2 Before the mountains were brought forth, or ever you had formed the earth and the world,
from everlasting to everlasting you are God.
3 You return man to dust and say, “Return, O children of Adam!”
4 For a thousand years in your sight are but as yesterday when it is past,
or as a watch in the night.
5 You sweep them away as with a flood; they are like a dream,
like grass that is renewed in the morning:
6 in the morning it flourishes and is renewed; in the evening it fades and withers.
7 For we are brought to an end by your anger; by your wrath we are dismayed.
8 You have set our iniquities before you, our secret sins in the light of your presence.
9 For all our days pass away under your wrath; we bring our years to an end like a sigh.
10 The years of our life are seventy, or even by reason of strength eighty;
yet their span is but toil and trouble; they are soon gone, and we fly away.
11 Who considers the power of your anger, and your wrath according to the fear of you?
12 So teach us to number our days that we may get a heart of wisdom.
13 Return, O Lord!
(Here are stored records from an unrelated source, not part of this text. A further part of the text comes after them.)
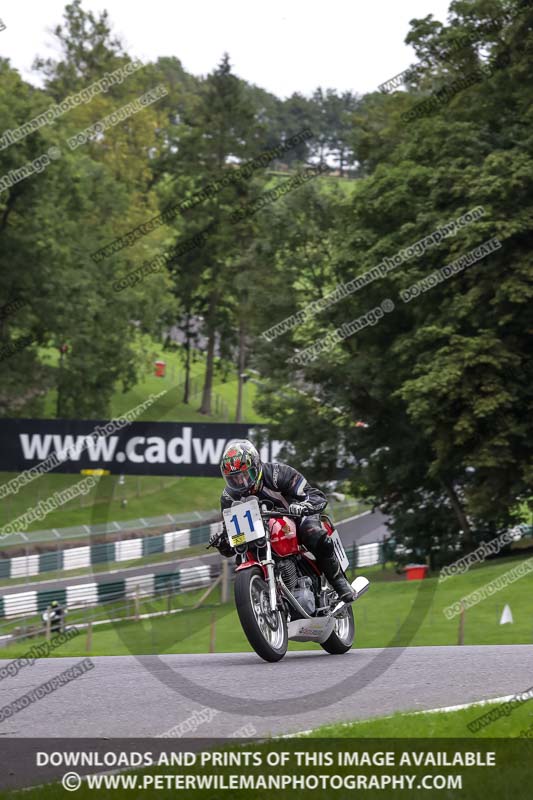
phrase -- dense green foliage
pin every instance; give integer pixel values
(442, 383)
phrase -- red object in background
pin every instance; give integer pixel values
(160, 367)
(416, 572)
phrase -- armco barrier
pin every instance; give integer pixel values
(98, 592)
(105, 552)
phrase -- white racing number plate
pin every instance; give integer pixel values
(340, 552)
(243, 522)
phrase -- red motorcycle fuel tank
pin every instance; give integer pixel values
(283, 536)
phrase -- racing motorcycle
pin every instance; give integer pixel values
(280, 592)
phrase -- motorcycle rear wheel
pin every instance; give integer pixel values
(341, 640)
(266, 631)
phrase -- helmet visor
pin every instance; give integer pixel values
(243, 480)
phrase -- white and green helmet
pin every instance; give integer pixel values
(241, 467)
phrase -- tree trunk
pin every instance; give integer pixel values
(459, 513)
(240, 368)
(187, 387)
(205, 408)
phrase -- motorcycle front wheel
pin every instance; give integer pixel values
(265, 630)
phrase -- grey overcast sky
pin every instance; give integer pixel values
(283, 46)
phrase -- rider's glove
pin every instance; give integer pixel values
(213, 539)
(301, 509)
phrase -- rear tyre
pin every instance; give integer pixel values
(266, 631)
(341, 640)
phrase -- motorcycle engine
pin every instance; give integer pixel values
(303, 592)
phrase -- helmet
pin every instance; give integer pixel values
(241, 467)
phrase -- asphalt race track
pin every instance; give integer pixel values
(130, 696)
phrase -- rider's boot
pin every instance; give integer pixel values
(335, 577)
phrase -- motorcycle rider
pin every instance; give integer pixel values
(245, 475)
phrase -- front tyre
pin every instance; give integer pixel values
(265, 630)
(341, 639)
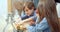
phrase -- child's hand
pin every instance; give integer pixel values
(32, 22)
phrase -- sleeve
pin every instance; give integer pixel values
(42, 25)
(34, 18)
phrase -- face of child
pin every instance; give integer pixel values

How long? Have pity on your servants!
14 Satisfy us in the morning with your steadfast love,
that we may rejoice and be glad all our days.
15 Make us glad for as many days as you have afflicted us,
and for as many years as we have seen evil.
16 Let your work be shown to your servants, and your glorious power to their children.
17 Let the favor of the Lord our God be upon us, and establish the work of our hands upon us;
yes, establish the work of our hands!